During five years of share price growth, Dis-Chem Pharmacies achieved compound earnings per share (EPS) growth of 0.4% per year. This EPS growth is slower than the share price growth of 11% per year, over the same period. So it's fair to assume the market has a higher opinion of the business than it did five years ago. That's not necessarily surprising considering the five-year track record of earnings growth.
You can see how EPS has changed over time in the image below (click on the chart to see the exact values).
We know that Dis-Chem Pharmacies has improved its bottom line lately, but is it going to grow revenue? Check if analysts think Dis-Chem Pharmacies will grow revenue in the future.
What About Dividends?
When looking at investment returns, it is important to consider the difference between total shareholder return (TSR) and share price return. The TSR incorporates the value of any spin-offs or discounted capital raisings, along with any dividends, based on the assumption that the dividends are reinvested. It's fair to say that the TSR gives a more complete picture for stocks that pay a dividend. In the case of Dis-Chem Pharmacies, it has a TSR of 80% for the last 5 years. That exceeds its share price return that we previously mentioned. This is largely a result of its dividend payments!
A Different Perspective
It's good to see that Dis-Chem Pharmacies has rewarded shareholders with a total shareholder return of 69% in the last twelve months. Of course, that includes the dividend. That gain is better than the annual TSR over five years, which is 12%. Therefore it seems like sentiment around the company has been positive lately. Someone with an optimistic perspective could view the recent improvement in TSR as indicating that the business itself is getting better with time. I find it very interesting to look at share price over the long term as a proxy for business performance. But to truly gain insight, we need to consider other information, too. Case in point: We've spotted 1 warning sign for Dis-Chem Pharmacies you should be aware of.
But note: Dis-Chem Pharmacies may not be the best stock to buy. So take a peek at this free list of interesting companies with past earnings growth (and further growth forecast).

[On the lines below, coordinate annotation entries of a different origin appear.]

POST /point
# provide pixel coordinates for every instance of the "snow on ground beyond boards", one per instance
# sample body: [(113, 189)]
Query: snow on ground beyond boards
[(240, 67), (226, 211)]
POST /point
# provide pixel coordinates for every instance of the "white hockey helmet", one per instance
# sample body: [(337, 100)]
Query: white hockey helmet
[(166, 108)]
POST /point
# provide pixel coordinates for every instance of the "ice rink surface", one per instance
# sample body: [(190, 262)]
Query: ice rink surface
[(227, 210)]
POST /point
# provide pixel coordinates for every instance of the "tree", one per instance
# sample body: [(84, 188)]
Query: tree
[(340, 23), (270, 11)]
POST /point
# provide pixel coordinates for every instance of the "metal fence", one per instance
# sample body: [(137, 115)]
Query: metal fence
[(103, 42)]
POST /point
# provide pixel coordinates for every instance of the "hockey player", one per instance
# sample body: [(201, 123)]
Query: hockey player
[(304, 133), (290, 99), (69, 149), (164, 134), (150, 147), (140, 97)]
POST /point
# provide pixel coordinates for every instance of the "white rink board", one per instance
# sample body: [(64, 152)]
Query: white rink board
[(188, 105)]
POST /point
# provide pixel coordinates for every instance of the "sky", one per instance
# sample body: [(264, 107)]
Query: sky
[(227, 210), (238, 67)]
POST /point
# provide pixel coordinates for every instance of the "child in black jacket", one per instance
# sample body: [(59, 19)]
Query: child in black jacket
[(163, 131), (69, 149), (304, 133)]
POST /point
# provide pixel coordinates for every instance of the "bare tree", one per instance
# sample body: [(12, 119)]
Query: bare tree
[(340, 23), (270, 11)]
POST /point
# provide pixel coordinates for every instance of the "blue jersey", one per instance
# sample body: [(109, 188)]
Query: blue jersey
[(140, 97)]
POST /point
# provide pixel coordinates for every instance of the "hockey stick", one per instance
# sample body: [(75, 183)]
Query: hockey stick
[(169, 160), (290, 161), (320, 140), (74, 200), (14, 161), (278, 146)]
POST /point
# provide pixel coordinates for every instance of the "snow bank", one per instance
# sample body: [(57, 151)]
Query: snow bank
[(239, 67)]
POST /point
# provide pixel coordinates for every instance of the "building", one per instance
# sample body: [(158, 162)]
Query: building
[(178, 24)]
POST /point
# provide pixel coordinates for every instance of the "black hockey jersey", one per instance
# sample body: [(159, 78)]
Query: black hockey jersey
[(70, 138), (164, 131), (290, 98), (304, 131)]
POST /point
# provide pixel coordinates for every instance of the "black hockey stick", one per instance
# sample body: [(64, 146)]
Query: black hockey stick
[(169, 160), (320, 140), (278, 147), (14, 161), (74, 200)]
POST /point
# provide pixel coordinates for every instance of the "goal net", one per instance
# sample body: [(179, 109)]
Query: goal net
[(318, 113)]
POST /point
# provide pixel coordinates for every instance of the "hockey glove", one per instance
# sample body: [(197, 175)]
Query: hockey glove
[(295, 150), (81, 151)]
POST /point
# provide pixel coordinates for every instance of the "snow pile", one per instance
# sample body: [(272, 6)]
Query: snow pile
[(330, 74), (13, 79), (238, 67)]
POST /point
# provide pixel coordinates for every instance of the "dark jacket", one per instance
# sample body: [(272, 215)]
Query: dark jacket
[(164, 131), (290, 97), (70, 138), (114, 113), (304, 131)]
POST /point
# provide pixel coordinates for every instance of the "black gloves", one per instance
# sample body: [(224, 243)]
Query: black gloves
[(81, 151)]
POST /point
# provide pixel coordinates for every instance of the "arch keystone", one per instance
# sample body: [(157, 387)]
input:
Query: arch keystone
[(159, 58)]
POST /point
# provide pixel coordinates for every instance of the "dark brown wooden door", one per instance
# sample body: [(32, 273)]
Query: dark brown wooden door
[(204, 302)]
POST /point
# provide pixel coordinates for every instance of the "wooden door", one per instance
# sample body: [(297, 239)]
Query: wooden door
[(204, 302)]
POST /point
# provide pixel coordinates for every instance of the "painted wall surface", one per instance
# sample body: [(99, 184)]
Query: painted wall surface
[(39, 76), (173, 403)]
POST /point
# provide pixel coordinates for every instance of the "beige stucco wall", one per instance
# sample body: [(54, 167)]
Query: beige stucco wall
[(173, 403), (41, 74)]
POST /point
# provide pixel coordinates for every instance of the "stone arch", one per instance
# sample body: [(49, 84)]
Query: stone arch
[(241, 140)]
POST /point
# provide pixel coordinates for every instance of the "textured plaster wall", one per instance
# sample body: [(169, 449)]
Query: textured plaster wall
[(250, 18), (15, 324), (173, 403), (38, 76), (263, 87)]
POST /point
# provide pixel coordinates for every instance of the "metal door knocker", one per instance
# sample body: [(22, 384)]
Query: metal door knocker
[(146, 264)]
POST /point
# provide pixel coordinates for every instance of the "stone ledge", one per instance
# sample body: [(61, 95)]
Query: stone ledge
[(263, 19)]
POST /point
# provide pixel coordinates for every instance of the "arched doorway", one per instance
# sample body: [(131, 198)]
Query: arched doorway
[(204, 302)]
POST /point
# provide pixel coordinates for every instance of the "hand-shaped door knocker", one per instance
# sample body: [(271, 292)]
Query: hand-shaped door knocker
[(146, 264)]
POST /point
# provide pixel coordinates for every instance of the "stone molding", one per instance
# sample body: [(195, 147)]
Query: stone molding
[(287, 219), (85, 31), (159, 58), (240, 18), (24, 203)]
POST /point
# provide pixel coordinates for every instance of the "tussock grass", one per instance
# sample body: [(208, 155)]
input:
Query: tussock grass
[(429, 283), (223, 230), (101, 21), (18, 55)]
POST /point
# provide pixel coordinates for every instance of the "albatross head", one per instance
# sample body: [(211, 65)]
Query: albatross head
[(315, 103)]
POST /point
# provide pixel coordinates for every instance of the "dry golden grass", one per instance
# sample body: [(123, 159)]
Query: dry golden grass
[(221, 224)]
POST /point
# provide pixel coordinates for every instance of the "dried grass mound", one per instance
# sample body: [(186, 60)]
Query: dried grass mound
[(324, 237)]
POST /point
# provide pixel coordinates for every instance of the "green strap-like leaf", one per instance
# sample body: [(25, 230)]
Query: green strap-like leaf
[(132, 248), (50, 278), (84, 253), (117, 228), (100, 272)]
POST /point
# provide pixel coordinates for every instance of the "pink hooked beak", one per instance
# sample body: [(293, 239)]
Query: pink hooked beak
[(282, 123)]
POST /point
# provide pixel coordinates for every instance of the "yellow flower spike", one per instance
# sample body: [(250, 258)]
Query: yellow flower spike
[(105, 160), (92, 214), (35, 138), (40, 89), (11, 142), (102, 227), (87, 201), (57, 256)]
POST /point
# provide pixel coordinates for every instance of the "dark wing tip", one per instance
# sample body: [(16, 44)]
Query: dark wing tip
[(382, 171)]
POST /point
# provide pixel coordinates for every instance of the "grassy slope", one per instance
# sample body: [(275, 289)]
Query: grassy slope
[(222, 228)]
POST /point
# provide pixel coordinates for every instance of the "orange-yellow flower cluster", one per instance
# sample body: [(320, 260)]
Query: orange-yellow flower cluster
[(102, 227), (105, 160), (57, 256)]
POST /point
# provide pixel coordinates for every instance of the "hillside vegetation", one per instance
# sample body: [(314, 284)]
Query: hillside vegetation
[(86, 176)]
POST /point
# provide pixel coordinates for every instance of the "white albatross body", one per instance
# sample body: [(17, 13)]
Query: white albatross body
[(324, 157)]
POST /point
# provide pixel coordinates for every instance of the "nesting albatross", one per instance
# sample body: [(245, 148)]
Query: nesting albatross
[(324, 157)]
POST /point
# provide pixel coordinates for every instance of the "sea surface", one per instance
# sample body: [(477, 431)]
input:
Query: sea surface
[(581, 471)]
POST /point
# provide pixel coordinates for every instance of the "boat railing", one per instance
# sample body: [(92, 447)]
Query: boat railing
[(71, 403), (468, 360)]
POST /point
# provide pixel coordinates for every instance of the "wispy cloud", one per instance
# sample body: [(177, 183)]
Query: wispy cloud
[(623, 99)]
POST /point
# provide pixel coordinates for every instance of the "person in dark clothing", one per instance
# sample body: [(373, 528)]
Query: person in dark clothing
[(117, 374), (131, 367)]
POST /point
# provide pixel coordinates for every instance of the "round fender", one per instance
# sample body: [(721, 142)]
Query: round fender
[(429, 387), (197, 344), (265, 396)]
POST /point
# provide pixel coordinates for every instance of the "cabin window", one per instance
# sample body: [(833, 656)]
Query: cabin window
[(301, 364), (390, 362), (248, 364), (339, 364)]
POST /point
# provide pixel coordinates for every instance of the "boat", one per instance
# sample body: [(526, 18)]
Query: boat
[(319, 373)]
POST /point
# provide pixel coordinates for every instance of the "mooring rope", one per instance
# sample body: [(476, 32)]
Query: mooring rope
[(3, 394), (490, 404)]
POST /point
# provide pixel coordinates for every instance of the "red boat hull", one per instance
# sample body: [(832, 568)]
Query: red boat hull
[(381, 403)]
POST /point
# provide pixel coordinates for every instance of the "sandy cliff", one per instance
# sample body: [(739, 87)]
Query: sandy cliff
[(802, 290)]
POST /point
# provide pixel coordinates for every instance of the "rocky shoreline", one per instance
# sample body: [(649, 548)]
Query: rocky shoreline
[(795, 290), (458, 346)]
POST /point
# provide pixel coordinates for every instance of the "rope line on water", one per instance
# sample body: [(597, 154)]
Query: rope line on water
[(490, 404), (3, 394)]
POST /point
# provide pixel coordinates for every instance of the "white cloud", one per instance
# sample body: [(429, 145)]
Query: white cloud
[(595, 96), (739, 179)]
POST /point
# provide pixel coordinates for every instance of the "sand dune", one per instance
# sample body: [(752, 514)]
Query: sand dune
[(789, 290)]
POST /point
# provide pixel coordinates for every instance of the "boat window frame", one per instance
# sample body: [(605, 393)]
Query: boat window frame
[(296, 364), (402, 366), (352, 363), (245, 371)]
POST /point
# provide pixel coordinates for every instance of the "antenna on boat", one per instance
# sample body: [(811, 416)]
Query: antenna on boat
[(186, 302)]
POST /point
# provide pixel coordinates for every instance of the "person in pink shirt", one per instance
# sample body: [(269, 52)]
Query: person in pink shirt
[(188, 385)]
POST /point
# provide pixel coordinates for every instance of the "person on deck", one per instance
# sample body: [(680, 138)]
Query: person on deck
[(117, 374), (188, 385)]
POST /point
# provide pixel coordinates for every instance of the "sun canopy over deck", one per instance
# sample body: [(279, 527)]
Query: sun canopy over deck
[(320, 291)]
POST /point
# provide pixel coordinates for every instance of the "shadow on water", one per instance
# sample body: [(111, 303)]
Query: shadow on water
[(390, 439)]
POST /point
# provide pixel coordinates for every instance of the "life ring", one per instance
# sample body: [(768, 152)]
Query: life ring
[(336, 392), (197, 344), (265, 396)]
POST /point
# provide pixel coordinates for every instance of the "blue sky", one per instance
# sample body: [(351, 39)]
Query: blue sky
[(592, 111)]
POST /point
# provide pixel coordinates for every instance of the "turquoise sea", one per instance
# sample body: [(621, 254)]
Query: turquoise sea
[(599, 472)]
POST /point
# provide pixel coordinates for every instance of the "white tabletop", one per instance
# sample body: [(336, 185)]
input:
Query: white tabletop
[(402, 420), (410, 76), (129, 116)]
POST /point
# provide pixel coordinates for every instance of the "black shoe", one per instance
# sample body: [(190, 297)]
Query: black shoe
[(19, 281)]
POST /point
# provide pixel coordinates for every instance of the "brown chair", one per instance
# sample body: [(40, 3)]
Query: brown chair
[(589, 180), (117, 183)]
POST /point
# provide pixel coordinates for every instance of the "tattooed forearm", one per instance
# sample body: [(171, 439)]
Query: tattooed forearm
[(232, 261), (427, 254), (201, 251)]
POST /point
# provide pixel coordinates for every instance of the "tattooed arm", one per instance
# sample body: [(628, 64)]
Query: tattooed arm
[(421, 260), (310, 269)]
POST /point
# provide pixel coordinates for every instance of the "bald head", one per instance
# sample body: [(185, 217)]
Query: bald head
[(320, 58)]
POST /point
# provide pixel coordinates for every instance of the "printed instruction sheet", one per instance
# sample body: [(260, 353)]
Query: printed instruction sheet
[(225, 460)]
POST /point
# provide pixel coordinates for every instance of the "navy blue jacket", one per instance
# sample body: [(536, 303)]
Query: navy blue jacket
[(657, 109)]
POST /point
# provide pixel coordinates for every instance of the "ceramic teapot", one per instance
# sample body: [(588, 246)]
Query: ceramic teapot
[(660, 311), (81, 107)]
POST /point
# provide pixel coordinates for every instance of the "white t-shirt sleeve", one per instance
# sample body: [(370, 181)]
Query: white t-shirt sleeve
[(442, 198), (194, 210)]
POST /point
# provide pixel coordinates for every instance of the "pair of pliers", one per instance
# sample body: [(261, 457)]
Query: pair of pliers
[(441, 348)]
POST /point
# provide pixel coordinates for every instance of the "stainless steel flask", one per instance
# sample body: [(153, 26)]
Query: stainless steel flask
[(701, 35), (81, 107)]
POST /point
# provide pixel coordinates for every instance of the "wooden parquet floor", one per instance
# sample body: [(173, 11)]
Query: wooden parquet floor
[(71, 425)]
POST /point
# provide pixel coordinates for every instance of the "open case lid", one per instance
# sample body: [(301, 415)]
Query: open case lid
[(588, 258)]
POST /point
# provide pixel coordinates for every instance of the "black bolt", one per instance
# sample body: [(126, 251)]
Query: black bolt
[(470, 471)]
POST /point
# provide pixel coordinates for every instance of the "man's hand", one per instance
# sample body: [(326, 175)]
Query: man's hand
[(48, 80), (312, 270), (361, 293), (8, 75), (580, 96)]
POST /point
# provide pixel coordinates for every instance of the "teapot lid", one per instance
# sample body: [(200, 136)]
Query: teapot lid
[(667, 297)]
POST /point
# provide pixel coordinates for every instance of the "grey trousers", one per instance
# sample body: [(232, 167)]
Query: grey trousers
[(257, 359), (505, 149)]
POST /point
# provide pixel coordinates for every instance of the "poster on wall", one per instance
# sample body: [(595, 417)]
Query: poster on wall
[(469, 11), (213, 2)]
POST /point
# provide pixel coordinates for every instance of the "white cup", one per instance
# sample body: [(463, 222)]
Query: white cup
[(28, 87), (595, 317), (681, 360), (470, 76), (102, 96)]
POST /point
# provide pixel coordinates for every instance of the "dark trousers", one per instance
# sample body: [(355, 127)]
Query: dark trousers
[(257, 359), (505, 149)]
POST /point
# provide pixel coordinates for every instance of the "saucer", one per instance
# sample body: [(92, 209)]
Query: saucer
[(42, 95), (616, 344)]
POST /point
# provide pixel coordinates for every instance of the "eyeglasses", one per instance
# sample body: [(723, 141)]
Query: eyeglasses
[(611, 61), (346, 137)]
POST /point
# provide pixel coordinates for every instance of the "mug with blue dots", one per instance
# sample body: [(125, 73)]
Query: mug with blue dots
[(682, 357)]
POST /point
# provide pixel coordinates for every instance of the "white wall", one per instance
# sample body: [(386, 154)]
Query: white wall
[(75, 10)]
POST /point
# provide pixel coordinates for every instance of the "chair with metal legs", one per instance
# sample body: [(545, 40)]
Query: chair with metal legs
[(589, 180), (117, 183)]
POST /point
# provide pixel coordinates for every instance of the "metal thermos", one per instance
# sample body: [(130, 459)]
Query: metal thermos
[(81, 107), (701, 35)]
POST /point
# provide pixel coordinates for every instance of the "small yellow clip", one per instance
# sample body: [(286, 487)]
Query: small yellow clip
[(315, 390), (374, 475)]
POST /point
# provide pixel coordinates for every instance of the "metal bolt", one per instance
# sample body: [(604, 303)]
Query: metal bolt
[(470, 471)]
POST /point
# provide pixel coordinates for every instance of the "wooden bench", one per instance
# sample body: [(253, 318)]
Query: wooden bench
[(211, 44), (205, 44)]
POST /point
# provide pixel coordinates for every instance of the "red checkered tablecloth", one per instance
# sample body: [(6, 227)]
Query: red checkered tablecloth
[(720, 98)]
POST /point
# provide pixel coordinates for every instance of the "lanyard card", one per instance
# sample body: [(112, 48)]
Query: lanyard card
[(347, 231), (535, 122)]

Please note, the market returns quoted in this article reflect the market weighted average returns of stocks that currently trade on ZA exchanges.
This article by Simply Wall St is general in nature. We provide commentary based on historical data and analyst forecasts only using an unbiased methodology and our articles are not intended to be financial advice. It does not constitute a recommendation to buy or sell any stock, and does not take account of your objectives, or your financial situation. We aim to bring you long-term focused analysis driven by fundamental data. Note that our analysis may not factor in the latest price-sensitive company announcements or qualitative material. Simply Wall St has no position in any stocks mentioned.